Déception : la loi HPST de juillet 2009 (article 54) prévoit une procédure de conciliation par une commission mixte composée à parité de représentants du conseil territorialement compétent de l’ordre et de l’organisme local d’assurance maladie. En cas d’échec de la conciliation, le président du conseil territorialement compétent transmet la plainte à la juridiction ordinale compétente. Le directeur de la CPAM ne peut prononcer de sanction à l’encontre du professionnel mis en cause qu’en cas de « carence » de l’ordre.

 

Les modalités d’application de cette disposition devaient être fixées par voie réglementaire mais le décret est toujours attendu, 2 ans après la promulgation de la loi.

 

Le 13 janvier 2011, le bilan 2009 de la conciliation(4) a été présenté à la CNAMTS. Il fait état d’une activité très en-deçà de ce que les victimes sont en droit d’attendre. Pour 2009, 251 saisines d’assurés et 30 réclamations de professionnels de santé relatives à des refus de soins ont été recensées, sur une population de 4,2 millions de bénéficiaires de la CMU-C.

Les professionnels mis en cause sont pour 54% des médecins, 36% des chirurgiens-dentistes et 10% des autres professionnels de santé.

Sur les 251 saisines d’assurés, il est intéressant de noter qu’une cinquantaine se solderait le plus simplement du monde, par le recours à un autre professionnel de santé !

 

C’est un échec complet.
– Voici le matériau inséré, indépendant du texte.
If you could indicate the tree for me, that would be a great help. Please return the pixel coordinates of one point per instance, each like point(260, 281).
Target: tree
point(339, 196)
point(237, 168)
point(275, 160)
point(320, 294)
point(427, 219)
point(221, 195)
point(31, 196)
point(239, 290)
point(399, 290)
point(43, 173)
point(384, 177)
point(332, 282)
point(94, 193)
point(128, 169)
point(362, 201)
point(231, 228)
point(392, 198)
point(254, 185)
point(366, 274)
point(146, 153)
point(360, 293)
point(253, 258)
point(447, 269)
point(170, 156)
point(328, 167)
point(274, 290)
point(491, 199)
Le dispositif actuel de lutte contre les discriminations faites aux bénéficiaires de la CMU-C est parfaitement inefficace, non seulement parce que les bénéficiaires de la CMU-C n’ont pas suffisamment conscience de leurs droits et de leurs voies de recours mais aussi et surtout parce que le signalement d’un professionnel de santé, démarche délicate par nature, n’est pas facilité.

 

Aussi, le Collectif interassociatif sur la Santé (CISS) et d’autres associations militant pour l’égalité d’accès aux soins souhaitent que leur soit enfin permis de procéder à des testings dont les résultats permettraient de démontrer l’existence d’un refus de soins discriminatoire.

 

En attendant, la démarche volontariste du Conseil National de l’Ordre des Médecins (CNOM) doit être saluée. En demandant à être systématiquement alerté par les CPAM des cas de refus de soins opposés aux bénéficiaires de la CMU-C, le CNOM exige l’application de l’article 54 de la loi HPST.


Et en appelant les associations à sensibiliser les usagers sur l’intérêt de l’informer des refus des soins dont ils peuvent être victimes, il s’implique véritablement dans la lutte contre les pratiques qui ruinent l’engagement déontologique des médecins.

 

Cette résolution est un signal fort et le CISS l’a si bien entendu qu’il propose en téléchargement, sur son site Internet, des modèle de lettres de saisine en kit.

 

Le renoncement à exercer ses droits provient souvent de l’intimidation qu’exerce une partie sur une autre. Il faut renverser ce rapport pour qu’enfin les professionnels de santé qui refusent certains patients craignent des sanctions disciplinaires exemplaires et des pénalités financières dissuasives.

 

Le CNOM prend ses responsabilités. Le CISS sera son partenaire. Il acceptera également de l’être pour l’ordre des chirurgiens-dentistes et des autres professionnels de santé qui auraient tout à gagner à se mobiliser en ce sens.


[1] Action contre les refus de soins, CISS/FNATH/UNAF, mai 2009.

[2] Délibération n°2006-232 du 6 novembre 2006.

[3] Décret n°2007-434 du 25 mars 2007.

[4] La mission de conciliation au sein de chaque organisme de sécurité sociale a été introduite par la réforme du 13 août 2004.